Apparently, when Mary Magdalene had told Peter and John about the missing body, and they ran to the tomb, Mary then left the house and followed them back to the tomb. But she very likely had no need to run there. Thus, by the time she arrived at the tomb for the second time that morning, both Peter and John had left the tomb.

Thus, we read in the Gospel of John, in John 20.11-18 in the NASB, “But Mary was standing outside the tomb weeping; and so, as she wept, she stopped and looked into the tomb; and she beheld two angels in white sitting, one at the head, and one at the feet, where the body of Jesus had been lying. And they said to her, ‘Woman, why are you weeping?’ She said to them, ‘Because they have taken away my Lord, and I do not know where they have laid Him.’ When she had said this, she turned around, and beheld Jesus standing there, and did not know that it was Jesus. Jesus said to her, ‘Woman, why are you weeping? Whom are you seeking?’ Supposing Him to be the gardener, she said to Him, ‘Sir, if you have carried Him away, tell me where you have laid Him, and I will take Him away.’ Jesus said to her, ‘Mary!’ She turned and said to Him in Hebrew, ‘Rabboni!’ (which mean, Teacher). Jesus said to her, ‘Stop clinging to Me, for I have not yet ascended to the Father; but go to My brethren and say to them, “I ascend to My Father and your Father, and My God and your God.”‘ Mary Magdalene came announcing to the disciples, ‘I have seen the Lord,’ and that he had said these things to her.”

Because of this, in Christian tradition Mary Magdalene has been called, to the delight of Christian womenfolk, “the Apostle to the Apostles.” Indeed, but was it not easier for Mary Magdalene to believe in the risen Jesus than it is for us? After all, she got to actually see the risen Jesus close-up and have a rather sublime conversation with him.

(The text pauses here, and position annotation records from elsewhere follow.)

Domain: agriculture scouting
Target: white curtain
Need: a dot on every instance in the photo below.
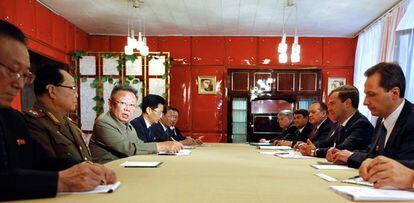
(382, 43)
(368, 54)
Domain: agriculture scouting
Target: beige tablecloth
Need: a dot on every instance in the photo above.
(219, 173)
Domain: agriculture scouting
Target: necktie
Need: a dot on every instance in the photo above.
(3, 152)
(313, 133)
(382, 133)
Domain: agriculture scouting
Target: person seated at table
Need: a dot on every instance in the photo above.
(48, 121)
(385, 172)
(113, 135)
(21, 157)
(285, 120)
(394, 132)
(165, 129)
(318, 117)
(300, 120)
(352, 131)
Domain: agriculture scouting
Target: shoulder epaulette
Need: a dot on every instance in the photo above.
(36, 113)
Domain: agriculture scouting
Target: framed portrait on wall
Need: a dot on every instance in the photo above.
(206, 84)
(334, 83)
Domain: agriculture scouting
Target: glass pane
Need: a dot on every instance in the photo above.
(239, 103)
(239, 128)
(239, 116)
(239, 138)
(305, 103)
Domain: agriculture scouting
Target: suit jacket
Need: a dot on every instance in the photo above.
(176, 134)
(113, 140)
(304, 135)
(20, 179)
(289, 134)
(322, 132)
(355, 135)
(60, 138)
(143, 132)
(400, 145)
(160, 134)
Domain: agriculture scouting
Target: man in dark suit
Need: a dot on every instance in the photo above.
(285, 120)
(318, 117)
(19, 161)
(394, 131)
(352, 132)
(304, 128)
(165, 130)
(153, 107)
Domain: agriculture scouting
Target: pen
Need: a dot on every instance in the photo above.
(353, 177)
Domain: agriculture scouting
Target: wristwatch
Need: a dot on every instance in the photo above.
(313, 152)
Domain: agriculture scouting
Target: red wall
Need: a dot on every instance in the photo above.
(200, 115)
(206, 115)
(48, 34)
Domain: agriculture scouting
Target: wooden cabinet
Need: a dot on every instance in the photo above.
(308, 82)
(43, 24)
(285, 82)
(25, 16)
(287, 89)
(8, 10)
(240, 81)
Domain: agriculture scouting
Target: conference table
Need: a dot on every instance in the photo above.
(219, 172)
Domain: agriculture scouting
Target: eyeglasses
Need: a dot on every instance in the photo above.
(27, 77)
(74, 88)
(159, 113)
(124, 104)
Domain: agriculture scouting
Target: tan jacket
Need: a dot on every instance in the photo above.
(60, 138)
(113, 140)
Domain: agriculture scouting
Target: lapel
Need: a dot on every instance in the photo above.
(399, 124)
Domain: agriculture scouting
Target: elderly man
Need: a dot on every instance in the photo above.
(165, 129)
(56, 94)
(285, 120)
(19, 173)
(394, 132)
(352, 132)
(318, 117)
(113, 135)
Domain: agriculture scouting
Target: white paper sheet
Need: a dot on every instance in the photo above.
(156, 66)
(330, 167)
(156, 86)
(140, 164)
(87, 65)
(183, 152)
(109, 66)
(134, 68)
(88, 115)
(274, 147)
(361, 193)
(100, 189)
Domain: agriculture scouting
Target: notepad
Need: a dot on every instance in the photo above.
(268, 152)
(100, 189)
(183, 152)
(360, 193)
(330, 167)
(139, 164)
(293, 156)
(357, 181)
(274, 147)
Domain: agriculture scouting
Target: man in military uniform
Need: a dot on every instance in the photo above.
(56, 95)
(113, 135)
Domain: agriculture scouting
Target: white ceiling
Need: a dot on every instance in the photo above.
(342, 18)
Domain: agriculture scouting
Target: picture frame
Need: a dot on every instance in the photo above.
(206, 84)
(335, 82)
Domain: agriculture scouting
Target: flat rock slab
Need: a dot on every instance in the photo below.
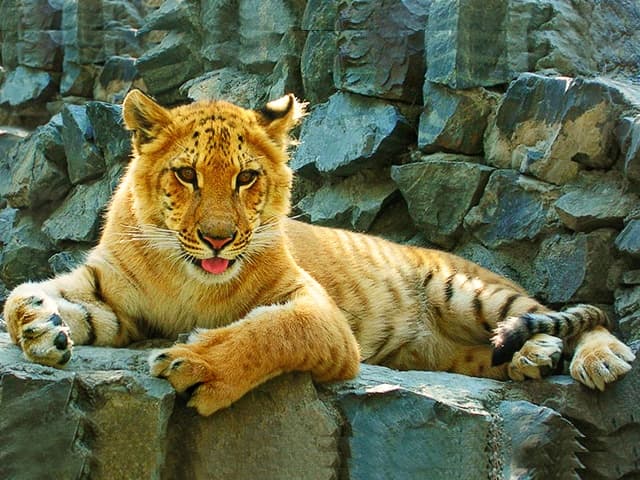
(384, 424)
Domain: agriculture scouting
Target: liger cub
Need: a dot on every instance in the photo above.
(197, 239)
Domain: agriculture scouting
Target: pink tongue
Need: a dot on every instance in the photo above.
(215, 265)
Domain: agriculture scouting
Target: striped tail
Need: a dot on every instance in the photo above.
(511, 334)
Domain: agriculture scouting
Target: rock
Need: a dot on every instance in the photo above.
(79, 217)
(351, 203)
(41, 49)
(9, 136)
(571, 268)
(316, 66)
(265, 30)
(528, 36)
(24, 86)
(600, 201)
(230, 84)
(110, 135)
(66, 261)
(627, 301)
(365, 133)
(553, 127)
(117, 77)
(25, 256)
(629, 239)
(84, 161)
(35, 181)
(86, 412)
(542, 441)
(454, 120)
(420, 424)
(381, 48)
(77, 79)
(291, 431)
(7, 221)
(169, 64)
(320, 50)
(512, 208)
(632, 277)
(439, 192)
(629, 327)
(171, 15)
(628, 132)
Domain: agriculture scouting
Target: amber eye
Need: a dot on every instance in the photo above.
(246, 177)
(187, 175)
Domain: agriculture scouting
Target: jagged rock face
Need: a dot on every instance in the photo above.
(104, 417)
(505, 131)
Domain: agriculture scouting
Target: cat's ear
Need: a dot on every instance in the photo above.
(144, 116)
(279, 116)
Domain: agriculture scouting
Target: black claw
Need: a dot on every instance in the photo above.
(61, 342)
(65, 358)
(191, 390)
(55, 319)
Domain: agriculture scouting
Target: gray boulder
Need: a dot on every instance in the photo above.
(599, 200)
(439, 192)
(352, 203)
(513, 208)
(382, 425)
(570, 268)
(84, 160)
(25, 255)
(33, 180)
(553, 127)
(454, 120)
(25, 86)
(381, 48)
(349, 133)
(570, 39)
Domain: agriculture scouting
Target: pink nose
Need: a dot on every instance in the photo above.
(218, 243)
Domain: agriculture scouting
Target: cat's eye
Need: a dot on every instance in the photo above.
(187, 175)
(246, 177)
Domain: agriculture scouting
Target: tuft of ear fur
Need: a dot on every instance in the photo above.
(279, 116)
(144, 116)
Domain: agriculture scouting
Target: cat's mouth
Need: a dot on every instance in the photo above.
(215, 265)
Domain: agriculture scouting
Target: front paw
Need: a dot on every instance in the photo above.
(537, 358)
(192, 374)
(47, 342)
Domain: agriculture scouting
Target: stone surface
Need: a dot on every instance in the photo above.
(599, 201)
(380, 48)
(439, 192)
(84, 161)
(553, 127)
(24, 86)
(25, 255)
(419, 424)
(35, 180)
(454, 121)
(569, 267)
(364, 133)
(79, 216)
(629, 239)
(528, 36)
(227, 83)
(629, 140)
(512, 208)
(352, 203)
(169, 64)
(66, 261)
(111, 138)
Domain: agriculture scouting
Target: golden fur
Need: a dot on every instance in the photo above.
(196, 239)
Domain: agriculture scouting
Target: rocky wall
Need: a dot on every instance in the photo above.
(506, 131)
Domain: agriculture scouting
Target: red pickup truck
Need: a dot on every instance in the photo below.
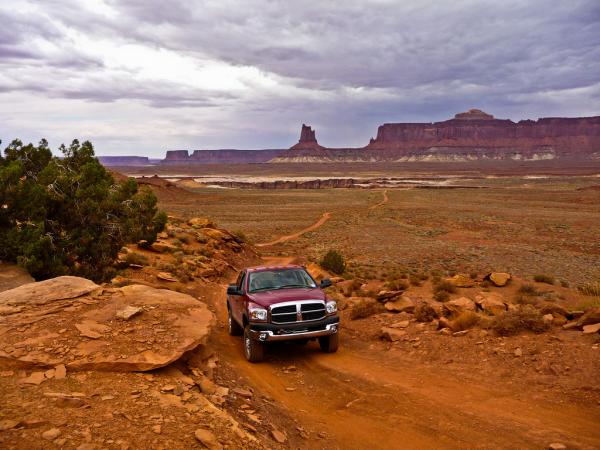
(281, 303)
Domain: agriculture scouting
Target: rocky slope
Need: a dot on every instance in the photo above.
(470, 136)
(223, 156)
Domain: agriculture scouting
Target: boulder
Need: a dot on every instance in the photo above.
(402, 304)
(591, 317)
(69, 323)
(12, 276)
(166, 276)
(591, 329)
(198, 222)
(498, 278)
(554, 309)
(128, 312)
(392, 334)
(454, 307)
(491, 303)
(461, 280)
(207, 439)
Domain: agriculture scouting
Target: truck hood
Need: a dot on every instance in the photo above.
(268, 298)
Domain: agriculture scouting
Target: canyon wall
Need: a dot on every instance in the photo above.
(469, 136)
(225, 156)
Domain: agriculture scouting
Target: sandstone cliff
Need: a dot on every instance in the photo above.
(224, 156)
(469, 136)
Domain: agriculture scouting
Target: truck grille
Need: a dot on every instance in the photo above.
(298, 312)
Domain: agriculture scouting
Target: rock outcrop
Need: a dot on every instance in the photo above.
(469, 136)
(73, 322)
(12, 276)
(223, 156)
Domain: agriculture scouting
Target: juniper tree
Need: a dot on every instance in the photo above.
(68, 215)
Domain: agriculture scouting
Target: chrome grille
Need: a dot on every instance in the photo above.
(303, 311)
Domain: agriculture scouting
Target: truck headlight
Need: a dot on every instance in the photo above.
(258, 314)
(331, 307)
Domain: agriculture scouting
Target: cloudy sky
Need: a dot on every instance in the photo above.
(143, 76)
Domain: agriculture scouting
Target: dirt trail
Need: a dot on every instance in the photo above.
(324, 218)
(381, 203)
(363, 397)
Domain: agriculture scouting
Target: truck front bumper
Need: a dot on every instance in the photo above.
(266, 332)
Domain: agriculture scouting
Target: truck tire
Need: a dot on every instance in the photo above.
(329, 344)
(232, 326)
(253, 350)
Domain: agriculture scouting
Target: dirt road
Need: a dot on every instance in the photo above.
(382, 202)
(366, 397)
(324, 218)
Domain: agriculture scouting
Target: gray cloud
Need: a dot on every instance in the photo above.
(345, 66)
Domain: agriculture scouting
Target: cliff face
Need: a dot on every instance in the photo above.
(113, 161)
(226, 156)
(469, 136)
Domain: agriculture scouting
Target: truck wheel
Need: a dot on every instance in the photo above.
(329, 344)
(254, 350)
(232, 326)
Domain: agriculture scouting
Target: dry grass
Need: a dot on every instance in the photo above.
(443, 230)
(592, 289)
(526, 318)
(465, 321)
(424, 312)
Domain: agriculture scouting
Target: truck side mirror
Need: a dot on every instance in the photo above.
(325, 282)
(233, 290)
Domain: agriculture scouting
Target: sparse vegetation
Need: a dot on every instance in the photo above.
(541, 278)
(334, 262)
(68, 215)
(136, 258)
(592, 289)
(424, 312)
(526, 318)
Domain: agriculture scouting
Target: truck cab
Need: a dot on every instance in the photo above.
(277, 303)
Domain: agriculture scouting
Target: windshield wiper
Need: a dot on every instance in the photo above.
(293, 285)
(276, 288)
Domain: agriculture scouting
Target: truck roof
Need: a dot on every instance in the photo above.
(281, 267)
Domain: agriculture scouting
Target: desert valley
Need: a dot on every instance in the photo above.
(299, 225)
(469, 305)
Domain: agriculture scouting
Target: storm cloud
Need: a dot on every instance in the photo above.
(142, 76)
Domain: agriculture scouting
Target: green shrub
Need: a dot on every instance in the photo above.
(526, 318)
(334, 262)
(424, 312)
(540, 278)
(137, 258)
(397, 285)
(68, 215)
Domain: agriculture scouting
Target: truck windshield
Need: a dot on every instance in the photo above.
(268, 280)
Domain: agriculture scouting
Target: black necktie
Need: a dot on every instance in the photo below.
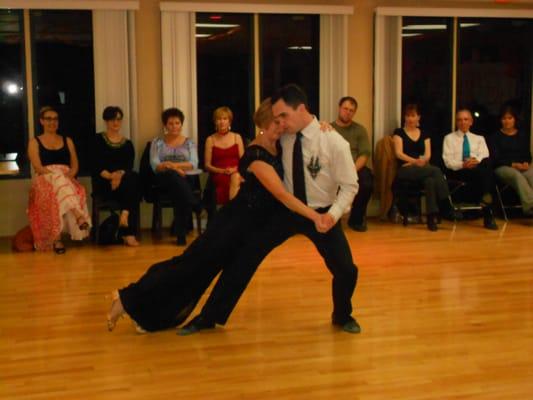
(298, 178)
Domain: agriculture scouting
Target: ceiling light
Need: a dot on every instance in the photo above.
(432, 27)
(300, 48)
(216, 26)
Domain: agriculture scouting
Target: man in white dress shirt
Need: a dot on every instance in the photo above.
(466, 157)
(329, 185)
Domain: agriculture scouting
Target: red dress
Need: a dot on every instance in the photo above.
(223, 158)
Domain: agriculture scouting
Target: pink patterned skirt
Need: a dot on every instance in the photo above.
(53, 197)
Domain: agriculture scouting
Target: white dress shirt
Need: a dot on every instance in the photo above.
(336, 183)
(452, 149)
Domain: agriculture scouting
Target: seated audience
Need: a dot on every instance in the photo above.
(512, 158)
(113, 175)
(357, 136)
(466, 157)
(413, 151)
(223, 149)
(171, 157)
(57, 201)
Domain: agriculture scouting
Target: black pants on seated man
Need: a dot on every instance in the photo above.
(360, 202)
(480, 182)
(479, 179)
(332, 246)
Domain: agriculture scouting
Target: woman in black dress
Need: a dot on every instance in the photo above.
(512, 158)
(168, 292)
(112, 173)
(413, 151)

I think the Apostle John would back us up on that assessment due to his experience. He did not get to see the risen Jesus until that evening, when the disciples were gathered together, probably in the Upper Room. That is where they had celebrated the Last Supper on Thursday evening, the night before Jesus was crucified. Yet John had believed that morning when he saw the evidence of the grave cloths and face-cloth, indicating that Jesus had indeed risen from the dead.

Thus, there is much solid evidence that Jesus of Nazareth literally arose from the dead. And I believe that to ignore such solid evidence of Jesus’ resurrection as rationalists and skeptics do–in which God revealed himself through the man Jesus–is to do so at one’s own peril.